Question

Q13. The supply and demand in the market for canned beets are given by the following...

Q13. The supply and demand in the market for canned beets are given by the following functions:

      QD = 25,500 – 500P
      QS = 500 + 500P

The equilibrium price and quantity in this market are

a)

Q* = 750 ; P* = $0.50

b)

Q* = 25,250 ; P* = $0.50

c)

Q* = 25,000; P* = $1

d)

Q* = 13,500; P* = $26

e)

Q* = 13,000 ; P* = $25

The market supply and demand for jerky are given by the following equations:

P = 5 – 0.001QD
  P = 1 + 0.004QS

There are no barriers to entry in this industry and, at the optimal scale of 4 units, each firm’s average cost of production is $4.20 per pound.

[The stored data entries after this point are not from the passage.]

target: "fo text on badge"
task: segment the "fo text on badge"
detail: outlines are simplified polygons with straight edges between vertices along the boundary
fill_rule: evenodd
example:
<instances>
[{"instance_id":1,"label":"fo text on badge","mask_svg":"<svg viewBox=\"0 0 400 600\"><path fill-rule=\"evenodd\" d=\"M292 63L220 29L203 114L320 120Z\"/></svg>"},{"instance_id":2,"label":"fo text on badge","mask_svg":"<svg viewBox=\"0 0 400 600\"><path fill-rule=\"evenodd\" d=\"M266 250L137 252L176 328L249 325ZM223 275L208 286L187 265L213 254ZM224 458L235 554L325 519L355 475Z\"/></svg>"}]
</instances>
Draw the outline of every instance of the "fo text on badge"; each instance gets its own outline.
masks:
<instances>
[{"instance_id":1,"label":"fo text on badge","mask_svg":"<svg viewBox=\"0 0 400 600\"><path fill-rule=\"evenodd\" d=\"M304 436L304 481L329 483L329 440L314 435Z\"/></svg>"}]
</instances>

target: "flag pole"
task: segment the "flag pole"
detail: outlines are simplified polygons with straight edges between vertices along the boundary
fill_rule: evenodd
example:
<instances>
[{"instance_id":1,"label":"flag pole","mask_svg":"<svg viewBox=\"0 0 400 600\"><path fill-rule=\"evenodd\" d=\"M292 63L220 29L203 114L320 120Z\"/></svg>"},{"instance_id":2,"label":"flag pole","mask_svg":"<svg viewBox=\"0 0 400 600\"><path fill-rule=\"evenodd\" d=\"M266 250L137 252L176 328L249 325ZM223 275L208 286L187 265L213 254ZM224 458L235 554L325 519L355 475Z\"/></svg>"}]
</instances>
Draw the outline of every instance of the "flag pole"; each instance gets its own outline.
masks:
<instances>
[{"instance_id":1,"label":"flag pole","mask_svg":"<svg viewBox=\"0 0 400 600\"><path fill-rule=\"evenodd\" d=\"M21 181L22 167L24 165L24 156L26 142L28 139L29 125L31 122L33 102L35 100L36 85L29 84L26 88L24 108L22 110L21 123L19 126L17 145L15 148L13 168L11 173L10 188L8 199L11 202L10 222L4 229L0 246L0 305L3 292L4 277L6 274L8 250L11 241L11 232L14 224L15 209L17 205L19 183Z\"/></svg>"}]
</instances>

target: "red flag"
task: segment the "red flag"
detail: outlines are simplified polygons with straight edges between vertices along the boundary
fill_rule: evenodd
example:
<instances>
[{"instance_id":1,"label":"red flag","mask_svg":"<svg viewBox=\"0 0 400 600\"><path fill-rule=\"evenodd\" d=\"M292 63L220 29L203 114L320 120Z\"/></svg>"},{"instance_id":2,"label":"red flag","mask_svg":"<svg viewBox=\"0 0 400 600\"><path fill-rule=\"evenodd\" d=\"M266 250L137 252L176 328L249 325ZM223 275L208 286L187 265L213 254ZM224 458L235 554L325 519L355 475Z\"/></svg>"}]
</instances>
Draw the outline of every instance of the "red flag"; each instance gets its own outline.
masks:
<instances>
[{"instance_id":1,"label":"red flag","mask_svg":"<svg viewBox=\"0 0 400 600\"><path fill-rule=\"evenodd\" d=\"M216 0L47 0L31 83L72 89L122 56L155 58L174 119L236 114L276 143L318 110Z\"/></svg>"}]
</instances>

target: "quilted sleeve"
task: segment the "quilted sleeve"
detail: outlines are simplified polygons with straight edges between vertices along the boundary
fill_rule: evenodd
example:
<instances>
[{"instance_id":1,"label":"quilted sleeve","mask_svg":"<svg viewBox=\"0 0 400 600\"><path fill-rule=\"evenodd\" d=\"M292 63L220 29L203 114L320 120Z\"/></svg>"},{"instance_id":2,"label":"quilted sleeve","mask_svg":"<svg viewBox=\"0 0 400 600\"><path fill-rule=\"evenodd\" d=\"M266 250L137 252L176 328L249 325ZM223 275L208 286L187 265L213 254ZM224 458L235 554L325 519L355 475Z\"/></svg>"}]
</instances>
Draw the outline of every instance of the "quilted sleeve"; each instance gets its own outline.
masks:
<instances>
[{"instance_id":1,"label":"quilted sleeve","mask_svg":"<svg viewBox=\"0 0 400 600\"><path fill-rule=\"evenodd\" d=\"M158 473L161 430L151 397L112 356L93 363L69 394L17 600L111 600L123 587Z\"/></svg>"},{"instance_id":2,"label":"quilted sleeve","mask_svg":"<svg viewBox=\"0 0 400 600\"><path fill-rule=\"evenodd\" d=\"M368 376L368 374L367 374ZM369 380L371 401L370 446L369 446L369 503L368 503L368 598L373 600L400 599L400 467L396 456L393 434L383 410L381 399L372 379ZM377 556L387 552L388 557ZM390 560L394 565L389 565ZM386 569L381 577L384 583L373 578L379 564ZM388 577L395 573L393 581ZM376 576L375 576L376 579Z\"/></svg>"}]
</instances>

How many firms will operate in this industry in the long-run?

Question 15 options:

a)

1 since it is a natural monopoly

b)

exactly 200

c)

exactly 25

d)

an infinite number

e)

it is not possible to tell from the information provided.

Question 16 (1 point)

When there is a surplus in a market, the natural tendency is for _________ to compete the price ___________.

Question 16 options:

a)

firms; up

b)

firms; down

c)

consumers; up

d)

consumers; down

e)

black markets; down

Question 17 (1 point)

Deadweight loss represents

Question 17 options:

a)

the loss in total surplus when we don’t produce the perfectly competitive output level.

b)

the loss in consumer surplus that results from a price ceiling.

c)

the loss in producer surplus that results from a price ceiling.

d)

the loss in consumer surplus that results from a price floor.

e)

the loss in producer surplus that results from a price floor.

Homework Answers

Answer #1

13. e) Q* = 13,000 ; P* = $25
(At equilibrium, Qd = Qs
So, 25,500 – 500P = 500 + 500P
So, 500P + 500P = 1000P = 25,500 - 500 = 25,000
So, P = 25,000/1000 = 25
Q = 500 + 500P = 500 + 500(25) = 500 + 12,500 = 13,000)

14. b) exactly 200
(In long run, P = minimum of AC = 4.2 = 5 - 0.001Q
So, 0.001Q = 5 - 4.2 = 0.8
So, Q = 0.8/0.001 = 800
Firms = 800/4 = 200)

16. b) firms; down
(Firms will compete which will drive down the prices.)

17. a) the loss in total surplus when we don’t produce the perfectly competitive output level.